Super Meat Boy 3D Review: Tough Leap Forward

Last updated on April 28, 2026

My relationship with platformers goes back a long time. Not the Metroidvania kind with maps and abilities to unlock, but pure, old-school platformers where the only goal is to get from one end of a level to the other without dying, which in Super Meat Boy’s case happens constantly and violently.

Games like Astro Bot and Rayman Legends are the rare modern examples that managed to pull off this genre with genuine excellence. Super Meat Boy 3D is now in that conversation.

Developed by Team Meat alongside Sluggerfly and published by Headup Games, this is the game many fans of the series had been dreaming about for years without ever quite believing it would happen.

meatboy gameplay review

Levels and Content

Super Meat Boy 3D doesn’t have combat. There’s no fighting system to evaluate here because the game doesn’t need one.

What it has instead is over 150 levels, split across two worlds: the Light World, which is unlocked from the start, and the Dark World, a harder remixed version of every level you’ve already completed.

There are also hidden secret levels scattered throughout that I haven’t fully discovered yet, though finding them unlocks new playable characters, or more accurately, new skins, since they don’t appear to play any differently from regular Meat Boy.

For a game this focused, the level count is more than reasonable. It’s a short game overall, and that’s a fair criticism. But the quality and craftsmanship packed into those levels make the length feel justified rather than lacking.

Movement and Controls

meatboy gameplay review

The transition from 2D to 3D is where Super Meat Boy 3D had the most to prove, and it largely delivers. Wall running and a mid-air dash have been added as new mechanics, and both feel like natural extensions of Meat Boy’s existing movement rather than awkward additions.

The game uses eight-directional stick input to keep movement predictable in a 3D space, and visual helpers like a ground circle indicator remove the guesswork from jumps.
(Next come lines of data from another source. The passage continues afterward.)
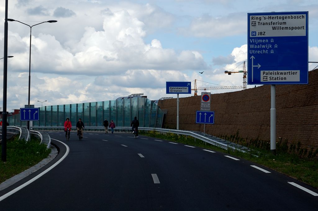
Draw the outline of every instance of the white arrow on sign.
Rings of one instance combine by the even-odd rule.
[[[33,119],[35,119],[35,114],[38,113],[38,111],[36,110],[35,112],[34,112],[34,114],[33,115]]]
[[[211,114],[211,115],[210,116],[210,117],[209,117],[209,122],[210,122],[210,118],[211,118],[211,117],[212,117],[212,116],[213,116],[213,114]]]
[[[253,60],[254,60],[254,59],[255,58],[255,57],[254,57],[254,56],[252,56],[251,57],[251,58],[250,58],[252,59],[252,82],[253,78],[253,68],[254,67],[258,67],[257,68],[257,69],[259,69],[259,68],[260,67],[260,65],[258,63],[257,63],[257,64],[258,64],[258,65],[254,65],[254,64],[253,64]]]

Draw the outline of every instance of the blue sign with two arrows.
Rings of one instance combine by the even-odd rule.
[[[20,108],[20,121],[38,121],[39,113],[38,108]]]
[[[197,111],[197,123],[214,123],[214,112]]]

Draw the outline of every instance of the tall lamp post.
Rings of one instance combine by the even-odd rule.
[[[29,27],[30,27],[30,57],[29,60],[29,97],[28,101],[28,105],[29,105],[29,107],[30,106],[30,86],[31,84],[31,39],[32,37],[31,36],[31,33],[32,32],[32,27],[35,26],[36,26],[37,25],[38,25],[39,24],[41,24],[41,23],[55,23],[58,22],[57,21],[56,21],[54,20],[51,20],[50,21],[44,21],[42,23],[38,23],[37,24],[35,24],[34,25],[30,26],[29,25],[28,25],[26,23],[22,23],[19,21],[17,21],[14,19],[11,19],[10,18],[8,18],[8,21],[17,21],[17,22],[18,22],[19,23],[21,23],[22,24],[24,24],[25,25],[26,25],[28,26]],[[30,121],[28,121],[28,129],[29,131],[30,131]]]
[[[46,102],[47,101],[47,100],[45,100],[43,102],[41,102],[41,101],[39,101],[38,100],[38,101],[37,101],[37,102],[40,102],[41,103],[41,107],[43,107],[43,103],[44,102]]]

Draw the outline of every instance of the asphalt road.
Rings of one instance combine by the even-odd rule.
[[[129,133],[85,132],[80,142],[72,131],[67,142],[63,132],[48,133],[59,148],[59,155],[0,191],[1,210],[289,211],[318,207],[318,196],[318,196],[317,189],[226,154],[141,135],[135,139]],[[67,156],[62,142],[69,148]]]

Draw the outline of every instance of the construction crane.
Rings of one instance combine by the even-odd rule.
[[[204,90],[207,89],[242,89],[243,88],[242,86],[217,86],[211,87],[199,87],[197,88],[197,81],[199,81],[196,79],[194,79],[194,89],[191,89],[191,90],[194,90],[194,96],[197,96],[198,90]],[[204,81],[202,82],[204,82]]]
[[[227,74],[228,75],[230,75],[232,73],[243,73],[243,89],[246,89],[246,84],[247,83],[246,81],[246,76],[247,74],[247,72],[246,70],[246,66],[245,65],[245,63],[246,62],[245,61],[243,62],[243,70],[239,70],[236,72],[234,71],[224,71],[224,73],[226,74]],[[241,65],[240,64],[239,65]],[[239,65],[238,65],[239,66]]]

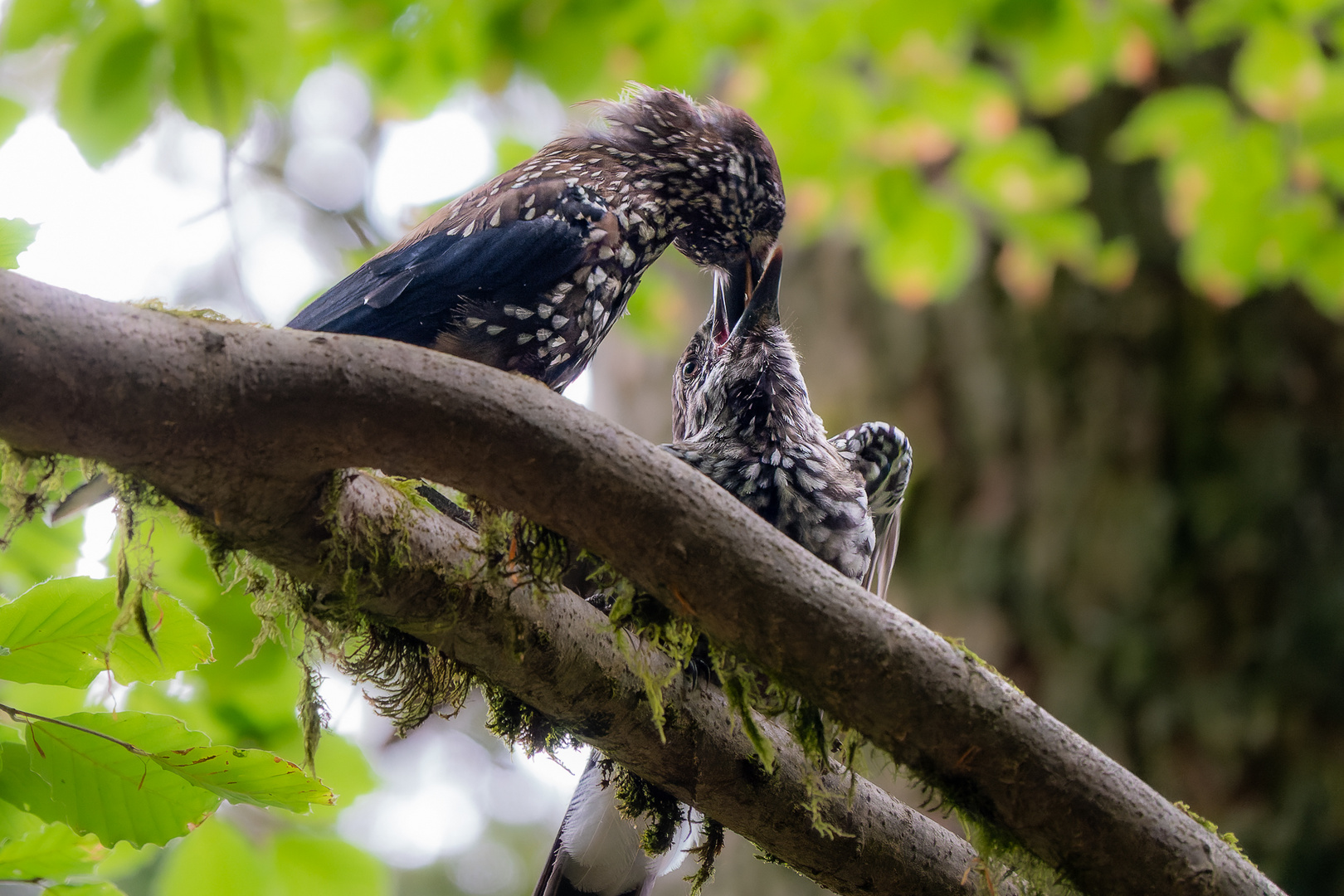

None of this makes the game easy, it’s still brutally unforgiving, but it does make it fair, which is exactly what the series has always been.

Movement can feel very slightly floatier than in the original 2D games, which the developers themselves acknowledge is an inherent challenge of adding spatial depth. For the most part though, if you die, it’s your fault. That was true in 2010 and it’s still true now.

Visuals

The jump from pixel art to full 3D models is the biggest aesthetic shift the series has ever made, and reactions will vary depending on how attached you are to the original look.

Personally, as someone who grew up with pixel-art games, it took some adjustment. The new art style is clean, colorful, and well-crafted, but it does lose some of the scrappy charm of the original. Whether that trade-off is worth it depends entirely on what you value in the series.

The 3D environments are distinct across worlds and the gore splatters permanently onto surfaces as you repeatedly die, which is a nice nod to the original’s visual identity.

Soundtrack

meatboy 3d

The soundtrack fits the game perfectly. It’s guitar-driven, intense, and built to match the rhythm of the gameplay, the kind of music that ramps up alongside your frustration and makes landing a difficult section feel genuinely triumphant.

The sound design throughout is equally sharp, with meaty impacts and metallic clangs that make every hazard feel tangible. For fans of the original’s compositions, the spirit is very much intact even if the style has evolved.

Story

The story is, charitably, minimal. Meat Boy needs to rescue Bandage Girl from Dr. Fetus. That’s essentially it. The cutscenes exist more as mood pieces than narrative drivers, they’re strange, slightly surreal, and easy to forget the moment gameplay resumes.

But this is hardly a new complaint for the series. Super Meat Boy has always been about the feeling of the levels, not the plot connecting them. The story functions the same way it does in a Mario game: it gives you a reason to move forward, and that’s enough.

meatboy ps5

Final Thoughts

Super Meat Boy 3D is a game I’d been wanting for years, and it delivered something I’m genuinely proud to have completed.

With excellent movement mechanics, a beautiful visual upgrade, and difficulty that sits above almost every other platformer in existence, it’s a worthy entry in one of the most respected series in indie gaming.

It’s short, and the unlockable characters are mostly cosmetic rather than truly distinct, but neither of those things undermine what the game gets right.

If you’ve ever loved a Super Meat Boy game, play this. If you’ve never touched the series but enjoy precision platformers, this is still an excellent entry point. Just don’t expect it to go easy on you.